Naturalmente, Harris tem também muitos defeitos eleitorais, Não é claro aquilo que representa: em que é que acredita? Quais as políticas públicas que representa? Proveniente da Califórnia, nunca ganhou uma eleição fora desse Estado não-representativo e muito mais progressista do que o resto do país. Em 2020, quando tentou pela primeira vez concorrer à presidência, foi uma das maiores desilusões e uma das primeiras a cair na primária, por parecer não entusiasmar ninguém. A Kamala que vimos em Milwaukee esta semana pareceu diferente, depois de três anos a treinar oratória e a rodar o país como Vice-Presidente. No entanto, ainda não sabemos qual o seu valor eleitoral.

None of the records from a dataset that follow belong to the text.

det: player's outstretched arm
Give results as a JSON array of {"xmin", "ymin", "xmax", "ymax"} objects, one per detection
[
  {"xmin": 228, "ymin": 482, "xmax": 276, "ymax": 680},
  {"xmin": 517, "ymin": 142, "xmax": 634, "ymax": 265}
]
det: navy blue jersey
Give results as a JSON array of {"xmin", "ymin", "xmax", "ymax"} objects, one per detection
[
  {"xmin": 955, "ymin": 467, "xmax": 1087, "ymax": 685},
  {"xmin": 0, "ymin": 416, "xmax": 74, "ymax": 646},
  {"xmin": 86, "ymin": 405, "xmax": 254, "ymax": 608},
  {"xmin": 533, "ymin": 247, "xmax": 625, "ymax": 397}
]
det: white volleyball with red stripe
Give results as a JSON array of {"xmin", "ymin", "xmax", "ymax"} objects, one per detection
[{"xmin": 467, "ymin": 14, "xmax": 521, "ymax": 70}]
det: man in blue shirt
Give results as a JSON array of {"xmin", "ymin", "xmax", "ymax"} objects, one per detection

A desvantagem em relação a Trump nas sondagens, nos sete principais swing states, herdada de Biden, poderá ser difícil de ultrapassar, apesar de parecer ter diminuído ligeiramente nos últimos dias. Também não sabemos se Kamala, a Californiana liberal e mulher de cor, conseguirá ganhar os famosos estados do Midwest, que Biden recuperou e Trump conquistou em 2016. Não será tarefa fácil e o resultado final dependerá da sua capacidade de mobilizar o eleitorado afro-americano desses estados (que Clinton não conseguiu) e de convencer pelo menos uma fatia da classe média e classe trabalhadora branca desses estados.

Em suma, a eleição presidencial de Novembro voltou a ficar totalmente em aberto. Quem disser ao leitor o contrário, cheio de certezas, estará enganado ou a mentir.